第28話 メンタルクリニックは意外と怖くない

――では、再開致します。……できれば少しだけ〝巻き〟でお願いします。閉店まであと一時間を切っていますので。


「もし終わらなかった場合にはどうなりますか?」


――別日でも良いのですが、先が気になって眠れそうにないです。なんとしても本日中にインタビューを終えたいです。最悪の場合、今夜は帰しませんからね。

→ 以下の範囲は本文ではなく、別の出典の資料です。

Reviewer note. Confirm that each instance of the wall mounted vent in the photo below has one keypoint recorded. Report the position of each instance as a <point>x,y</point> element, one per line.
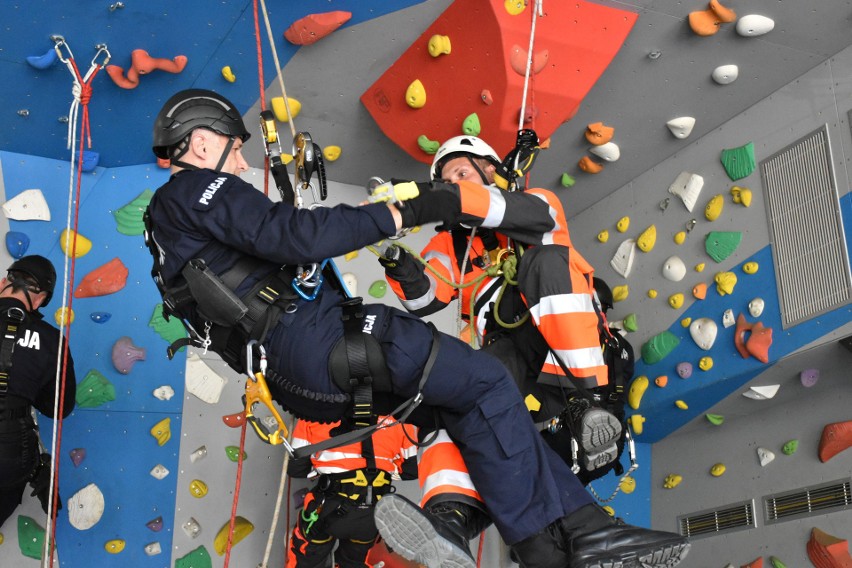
<point>731,518</point>
<point>806,229</point>
<point>807,502</point>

「女性の口からそのような熱烈な言葉を聞いたのは初めてです」


――そうですか。私のような美女に言われたら、それはさぞ嬉しいことでしょう。良い思い出になりましたね。さぁ対価として大いに口を滑らせてください。


「そのパフェの天辺のつるつる大学芋をいただければ、さらに口の滑りが良くなって何でも喋ってしまうかもしれません」


――は? 三つしかないものの一つを持っていくおつもりですか? それはいくら何でも強欲が過ぎますよ。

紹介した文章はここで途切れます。